The prosecutor’s indictment also focuses on a civic group, Anadolu Kültür A.S., which Kavala founded and runs, describing its activities as “divisive” and discriminatory for focusing on minority groups in Turkey. The prosecutor’s assertions about Anadolu Kültür lack any obvious relevance to either the espionage or coup charges Kavala faces. It is unclear why the indictment includes commentary about the organization’s activities, which predominantly relate to arts as a means of dialogue across the political spectrum.
The main accusation against Barkey in the indictment is that he organized a conference about Iran in a hotel on Istanbul’s Büyükada island at the time of the July 15, 2016 coup attempt as cover for his involvement in the coup. The prosecutor also focuses on Barkey’s regular travel to Turkey over years, including in the year of the Gezi Park protests, to suggest that he was engaged in nefarious activities. Presenting no detail of these activities or of the alleged espionage and coup plotting, the prosecutor admits the lack of evidence with the conclusion that “certainly because intelligence organizations’ activities are conducted secretly it must be taken into consideration that it has not been possible to establish all the suspect’s espionage activities against Turkey” (p. 40).
Undaunted by the lack the evidence of espionage, the prosecutor focuses on the Iran conference, those invited, and how they followed news of the coup from their Büyükada hotel. The prosecutor attributes particular significance to the alleged discovery at the hotel of a small souvenir bell bearing the word “Pennsylvania” – Pennsylvania is the home of the US historic symbol of freedom, the Liberty Bell. A photograph of the said bell is included twice in the indictment, with the prosecutor making a wholly unfounded conclusion that Barkey left it there and that “It is clear that it was, in essence, giving a message relating to the coup attempt,” because it carried the word Pennsylvania, the US state where the Sunni cleric Fethullah Gülen, whom the Turkish government accuses of masterminding the July 15 coup attempt, is a resident. There is no explanation of what that message was, to whom it was directed, and for what purpose.
The indictment also offers opinions about state security and espionage and claims that the intelligence services use international nongovernment organizations, without presenting specific facts that make such assertions relevant to a criminal case against Kavala and Barkey. Such statements seem to be included simply to support a thesis that the defendants’ connections with foreigners demonstrate their guilt in the absence of specific facts that might prove actual criminal activity.
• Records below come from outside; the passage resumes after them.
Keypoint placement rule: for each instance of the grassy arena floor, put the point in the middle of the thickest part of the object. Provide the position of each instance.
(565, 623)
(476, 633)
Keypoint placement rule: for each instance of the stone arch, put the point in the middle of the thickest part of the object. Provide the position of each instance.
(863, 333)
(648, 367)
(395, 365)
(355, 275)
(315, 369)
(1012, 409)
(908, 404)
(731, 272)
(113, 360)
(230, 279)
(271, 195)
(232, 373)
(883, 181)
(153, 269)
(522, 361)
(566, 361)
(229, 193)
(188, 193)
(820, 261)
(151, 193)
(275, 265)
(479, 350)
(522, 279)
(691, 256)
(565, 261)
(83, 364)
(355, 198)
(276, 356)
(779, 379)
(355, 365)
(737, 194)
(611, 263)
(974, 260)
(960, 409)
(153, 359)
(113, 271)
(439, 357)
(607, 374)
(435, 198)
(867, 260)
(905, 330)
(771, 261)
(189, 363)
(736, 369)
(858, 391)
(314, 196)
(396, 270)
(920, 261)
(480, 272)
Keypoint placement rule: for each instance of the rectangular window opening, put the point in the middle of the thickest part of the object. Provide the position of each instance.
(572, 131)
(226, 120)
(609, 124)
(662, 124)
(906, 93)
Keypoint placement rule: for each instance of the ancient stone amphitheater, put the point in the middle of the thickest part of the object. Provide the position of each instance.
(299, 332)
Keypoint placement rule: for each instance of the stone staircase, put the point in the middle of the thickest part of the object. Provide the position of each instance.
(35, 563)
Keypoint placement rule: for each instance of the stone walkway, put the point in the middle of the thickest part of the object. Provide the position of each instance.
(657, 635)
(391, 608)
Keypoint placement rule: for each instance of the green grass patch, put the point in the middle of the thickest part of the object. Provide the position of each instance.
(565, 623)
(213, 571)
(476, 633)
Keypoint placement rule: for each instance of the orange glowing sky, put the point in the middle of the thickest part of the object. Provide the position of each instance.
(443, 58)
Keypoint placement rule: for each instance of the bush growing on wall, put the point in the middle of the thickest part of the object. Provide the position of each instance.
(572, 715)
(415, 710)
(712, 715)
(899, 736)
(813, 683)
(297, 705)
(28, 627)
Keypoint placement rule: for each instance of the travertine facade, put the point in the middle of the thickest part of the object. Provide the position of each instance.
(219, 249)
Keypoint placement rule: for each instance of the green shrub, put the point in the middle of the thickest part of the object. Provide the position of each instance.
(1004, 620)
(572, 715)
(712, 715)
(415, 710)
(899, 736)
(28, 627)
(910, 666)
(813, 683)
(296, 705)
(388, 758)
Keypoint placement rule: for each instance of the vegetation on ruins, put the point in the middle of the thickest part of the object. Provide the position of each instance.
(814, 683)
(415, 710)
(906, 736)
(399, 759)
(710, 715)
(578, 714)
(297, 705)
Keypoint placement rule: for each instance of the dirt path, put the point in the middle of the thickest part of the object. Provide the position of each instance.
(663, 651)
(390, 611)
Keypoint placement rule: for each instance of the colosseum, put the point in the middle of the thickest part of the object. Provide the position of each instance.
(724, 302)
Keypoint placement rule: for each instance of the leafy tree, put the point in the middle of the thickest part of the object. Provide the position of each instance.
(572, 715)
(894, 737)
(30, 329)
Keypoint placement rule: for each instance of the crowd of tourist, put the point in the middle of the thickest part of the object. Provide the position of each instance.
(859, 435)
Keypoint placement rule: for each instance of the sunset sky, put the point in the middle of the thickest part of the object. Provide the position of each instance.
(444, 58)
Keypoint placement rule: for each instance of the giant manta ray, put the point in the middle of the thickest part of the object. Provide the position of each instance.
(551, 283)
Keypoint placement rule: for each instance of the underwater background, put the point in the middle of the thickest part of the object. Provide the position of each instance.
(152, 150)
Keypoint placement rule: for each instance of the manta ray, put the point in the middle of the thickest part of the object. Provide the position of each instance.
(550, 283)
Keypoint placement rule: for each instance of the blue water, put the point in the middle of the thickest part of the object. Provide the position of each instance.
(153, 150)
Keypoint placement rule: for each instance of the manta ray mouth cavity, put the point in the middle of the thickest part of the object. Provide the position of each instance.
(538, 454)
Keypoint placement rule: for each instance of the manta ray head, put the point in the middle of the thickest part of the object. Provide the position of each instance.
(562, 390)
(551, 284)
On October 16, Turkey’s Official Gazette published a presidential decree announcing that Hasan Yılmaz, the Istanbul deputy chief prosecutor whose name appears as the author of the indictment against Kavala and Barkey, had been promoted to deputy justice minister. As deputy justice minister, Yılmaz also became an ex officio member of the 13-person Council of Judges and Prosecutors, the body responsible for administering the appointment and disciplinary matters of judges and prosecutors. Yılmaz’s promotion to high office days after lending his name to the latest indictment of Kavala, whom President Recep Tayyip Erdoğan has targeted in at least three public speeches, not only sends a strong message that Turkey’s presidency supports the indictment, but gives credibility to concerns, shared by Human Rights Watch and the International Commission of Jurists, that it was prepared under the instruction of Turkey’s presidency with Yılmaz rewarded for complying with executive orders.